Dienstag, 7. August 2012


"Mit den Toten kann man nicht konkurrieren. Und doch versuche ich es immer wieder."

Cry Baby von Gillian Flynn
Das verrät der Klappentext: Sie wollte nie wieder zurück. Nie wieder nach Hause. Nie wieder an den Schmerz denken. An den Tod ihrer kleinen Schwester. Die kalte Liebe ihrer Mutter.
Doch dann werden in der Kleinstadt WInd Gap zwei Mädchen ermordet. Und Camille soll die Hintergründe des brutalen Verbrechens recherchieren. Der Ort ihrer Kindheit empfängt sie voller Feindseligkeit. Und je näher Camille der Lösung der Mordfälle kommt, desto tiefer wird der Schmerz. Eine Geschichte, die in ihrem Kopf bleiben wird, zusammengerollt und zischend wie eine Schlange in einer Höhle..

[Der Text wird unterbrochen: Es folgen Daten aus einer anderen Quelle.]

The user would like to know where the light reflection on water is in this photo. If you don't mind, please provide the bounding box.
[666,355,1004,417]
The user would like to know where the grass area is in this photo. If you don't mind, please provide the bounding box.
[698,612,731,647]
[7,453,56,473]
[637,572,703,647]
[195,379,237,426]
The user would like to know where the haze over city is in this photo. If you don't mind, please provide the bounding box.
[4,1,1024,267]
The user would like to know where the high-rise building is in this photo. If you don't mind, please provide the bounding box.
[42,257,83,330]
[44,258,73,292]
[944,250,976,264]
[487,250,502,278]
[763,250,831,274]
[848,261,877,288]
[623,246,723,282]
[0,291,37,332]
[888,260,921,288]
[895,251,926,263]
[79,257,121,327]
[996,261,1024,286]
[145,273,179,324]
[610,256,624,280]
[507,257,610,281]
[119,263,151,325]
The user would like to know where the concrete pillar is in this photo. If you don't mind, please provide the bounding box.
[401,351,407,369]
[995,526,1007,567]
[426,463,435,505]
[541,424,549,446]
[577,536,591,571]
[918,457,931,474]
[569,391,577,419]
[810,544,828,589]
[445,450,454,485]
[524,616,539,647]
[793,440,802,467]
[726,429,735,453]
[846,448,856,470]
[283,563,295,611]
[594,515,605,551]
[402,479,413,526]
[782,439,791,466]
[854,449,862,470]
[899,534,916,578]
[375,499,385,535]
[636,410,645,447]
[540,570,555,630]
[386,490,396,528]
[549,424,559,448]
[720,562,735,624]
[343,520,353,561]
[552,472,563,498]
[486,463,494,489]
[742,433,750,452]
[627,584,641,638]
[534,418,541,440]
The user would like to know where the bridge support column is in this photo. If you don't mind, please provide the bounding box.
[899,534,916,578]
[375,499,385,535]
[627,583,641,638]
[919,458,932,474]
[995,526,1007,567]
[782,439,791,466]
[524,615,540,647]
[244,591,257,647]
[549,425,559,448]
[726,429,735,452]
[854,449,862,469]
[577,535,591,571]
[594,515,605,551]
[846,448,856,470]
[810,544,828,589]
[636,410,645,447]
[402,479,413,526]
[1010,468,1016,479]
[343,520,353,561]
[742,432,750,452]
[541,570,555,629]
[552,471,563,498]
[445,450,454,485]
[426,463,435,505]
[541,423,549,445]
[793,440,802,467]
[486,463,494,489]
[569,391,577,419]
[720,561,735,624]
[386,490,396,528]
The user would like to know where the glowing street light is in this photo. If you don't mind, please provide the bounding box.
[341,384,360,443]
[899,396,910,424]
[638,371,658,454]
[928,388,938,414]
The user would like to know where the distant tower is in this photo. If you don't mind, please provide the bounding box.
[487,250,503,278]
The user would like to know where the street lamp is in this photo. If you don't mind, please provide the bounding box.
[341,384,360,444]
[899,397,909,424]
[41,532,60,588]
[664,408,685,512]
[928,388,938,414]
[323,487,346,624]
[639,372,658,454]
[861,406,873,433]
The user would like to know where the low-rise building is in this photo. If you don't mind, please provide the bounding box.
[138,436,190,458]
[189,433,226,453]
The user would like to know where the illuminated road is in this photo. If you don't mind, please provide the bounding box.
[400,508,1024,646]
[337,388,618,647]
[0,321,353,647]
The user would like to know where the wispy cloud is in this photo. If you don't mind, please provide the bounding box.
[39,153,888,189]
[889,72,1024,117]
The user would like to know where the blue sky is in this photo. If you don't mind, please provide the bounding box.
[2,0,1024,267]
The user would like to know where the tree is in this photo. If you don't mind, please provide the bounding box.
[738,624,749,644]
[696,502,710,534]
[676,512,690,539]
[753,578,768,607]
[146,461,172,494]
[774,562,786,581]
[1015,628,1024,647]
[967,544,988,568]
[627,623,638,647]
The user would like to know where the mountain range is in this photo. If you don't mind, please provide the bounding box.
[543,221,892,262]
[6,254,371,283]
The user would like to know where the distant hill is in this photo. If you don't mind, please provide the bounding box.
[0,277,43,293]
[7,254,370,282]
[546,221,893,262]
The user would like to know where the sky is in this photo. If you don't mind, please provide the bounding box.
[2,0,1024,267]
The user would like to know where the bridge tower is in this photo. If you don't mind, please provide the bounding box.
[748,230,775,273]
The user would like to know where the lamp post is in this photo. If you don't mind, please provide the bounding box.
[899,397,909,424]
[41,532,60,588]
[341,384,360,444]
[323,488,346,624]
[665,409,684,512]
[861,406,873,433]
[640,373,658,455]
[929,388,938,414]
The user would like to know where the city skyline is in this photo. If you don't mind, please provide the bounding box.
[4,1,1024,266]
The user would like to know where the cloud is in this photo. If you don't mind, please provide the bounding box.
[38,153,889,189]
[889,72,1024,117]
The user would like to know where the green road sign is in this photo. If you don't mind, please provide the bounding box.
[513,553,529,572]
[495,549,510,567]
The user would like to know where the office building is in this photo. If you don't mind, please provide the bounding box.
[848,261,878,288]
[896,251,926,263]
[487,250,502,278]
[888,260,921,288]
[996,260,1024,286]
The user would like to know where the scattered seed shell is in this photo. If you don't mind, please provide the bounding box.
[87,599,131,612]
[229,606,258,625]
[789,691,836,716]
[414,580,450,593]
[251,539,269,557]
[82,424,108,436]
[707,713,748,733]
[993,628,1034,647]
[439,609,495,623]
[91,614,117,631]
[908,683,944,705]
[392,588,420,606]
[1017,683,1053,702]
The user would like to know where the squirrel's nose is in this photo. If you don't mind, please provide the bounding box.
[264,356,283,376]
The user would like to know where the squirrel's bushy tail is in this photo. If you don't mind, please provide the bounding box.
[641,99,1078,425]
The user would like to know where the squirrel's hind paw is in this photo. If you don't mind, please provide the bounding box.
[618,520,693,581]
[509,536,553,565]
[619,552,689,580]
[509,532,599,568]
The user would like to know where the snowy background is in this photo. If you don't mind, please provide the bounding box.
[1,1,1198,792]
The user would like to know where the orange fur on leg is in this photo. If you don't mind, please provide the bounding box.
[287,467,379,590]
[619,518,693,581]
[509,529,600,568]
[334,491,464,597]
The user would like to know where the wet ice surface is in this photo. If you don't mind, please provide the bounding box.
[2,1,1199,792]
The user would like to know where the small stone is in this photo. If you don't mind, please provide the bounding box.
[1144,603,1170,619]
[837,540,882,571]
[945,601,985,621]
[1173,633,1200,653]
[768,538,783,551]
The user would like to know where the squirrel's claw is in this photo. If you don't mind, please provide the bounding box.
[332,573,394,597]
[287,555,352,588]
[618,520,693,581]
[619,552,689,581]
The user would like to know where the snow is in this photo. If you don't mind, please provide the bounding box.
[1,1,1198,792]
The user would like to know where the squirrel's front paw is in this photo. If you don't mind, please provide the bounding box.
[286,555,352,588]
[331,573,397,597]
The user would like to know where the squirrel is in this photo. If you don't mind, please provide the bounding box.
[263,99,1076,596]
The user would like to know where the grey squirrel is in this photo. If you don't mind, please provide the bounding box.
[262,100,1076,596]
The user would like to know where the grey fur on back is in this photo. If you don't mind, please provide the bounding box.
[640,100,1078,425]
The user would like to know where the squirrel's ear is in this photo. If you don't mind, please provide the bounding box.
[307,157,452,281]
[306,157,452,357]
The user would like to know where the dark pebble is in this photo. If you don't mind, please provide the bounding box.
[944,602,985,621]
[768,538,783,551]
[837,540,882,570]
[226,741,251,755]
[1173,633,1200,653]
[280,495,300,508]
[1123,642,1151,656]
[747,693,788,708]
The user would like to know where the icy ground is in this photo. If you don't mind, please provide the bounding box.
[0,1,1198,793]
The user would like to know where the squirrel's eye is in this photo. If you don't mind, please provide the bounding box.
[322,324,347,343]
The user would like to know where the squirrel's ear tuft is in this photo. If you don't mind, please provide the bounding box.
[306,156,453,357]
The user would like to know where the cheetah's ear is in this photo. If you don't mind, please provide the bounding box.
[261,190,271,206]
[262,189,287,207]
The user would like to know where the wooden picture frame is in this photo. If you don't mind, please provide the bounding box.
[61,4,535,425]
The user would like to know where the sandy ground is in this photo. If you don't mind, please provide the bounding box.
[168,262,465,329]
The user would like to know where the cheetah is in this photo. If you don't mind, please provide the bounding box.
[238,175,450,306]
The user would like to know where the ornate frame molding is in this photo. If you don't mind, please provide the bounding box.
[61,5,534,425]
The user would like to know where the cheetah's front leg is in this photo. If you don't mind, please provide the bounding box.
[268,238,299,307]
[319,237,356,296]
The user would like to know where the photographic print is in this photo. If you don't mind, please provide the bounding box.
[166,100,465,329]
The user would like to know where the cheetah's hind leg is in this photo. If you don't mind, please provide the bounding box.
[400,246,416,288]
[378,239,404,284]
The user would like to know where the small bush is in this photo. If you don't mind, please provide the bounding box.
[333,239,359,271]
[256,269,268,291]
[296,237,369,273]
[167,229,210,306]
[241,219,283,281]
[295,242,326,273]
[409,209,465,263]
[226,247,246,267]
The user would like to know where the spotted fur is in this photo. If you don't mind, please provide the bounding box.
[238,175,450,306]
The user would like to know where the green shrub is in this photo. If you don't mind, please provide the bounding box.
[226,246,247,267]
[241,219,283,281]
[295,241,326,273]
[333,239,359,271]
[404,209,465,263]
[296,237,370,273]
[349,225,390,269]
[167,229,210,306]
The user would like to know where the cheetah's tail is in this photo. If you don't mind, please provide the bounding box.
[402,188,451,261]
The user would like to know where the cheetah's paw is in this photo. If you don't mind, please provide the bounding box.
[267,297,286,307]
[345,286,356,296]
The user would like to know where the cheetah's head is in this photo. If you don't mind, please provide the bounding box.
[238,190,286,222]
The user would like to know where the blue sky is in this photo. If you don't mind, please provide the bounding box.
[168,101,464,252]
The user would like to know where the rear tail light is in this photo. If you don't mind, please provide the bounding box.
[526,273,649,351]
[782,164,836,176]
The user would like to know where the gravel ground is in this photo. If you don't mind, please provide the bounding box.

Idee: Die Idee an sich finde ich gut durchdacht. Und eigentlich hat sie auch jede Menge Potenzial. Eine von Selbstzweifeln und Erinnungen zerfressene Protagonistin, die auch nach zwanzig Jahrne nicht über den Tod ihrer kleinen Schwester hinwegkommt und unter der Gleichgültigkeit ihrer Mutter leidet, kehrt zurück um als erfolgreiche Reporterin über die bestialischen Morde an jungen Mädchen in ihrem Heimatort Wind Gap zu berichten. Doch wohin sie auch geht.. alle Wege führen vor ihre eigene Tür. Die Idee gefällt mir nach wie vor - die Umsetzung ließ mich jedoch zu keiner Zeit gespannt an meinen Nägeln kauen und bescherte mir auch keine schlaflosen Nächte. Eher ließ mich die Obszönität und die unmenschliche Widerwärtigkeit beinaher aller Charaktere verdammt oft mit dem Kopf schütteln.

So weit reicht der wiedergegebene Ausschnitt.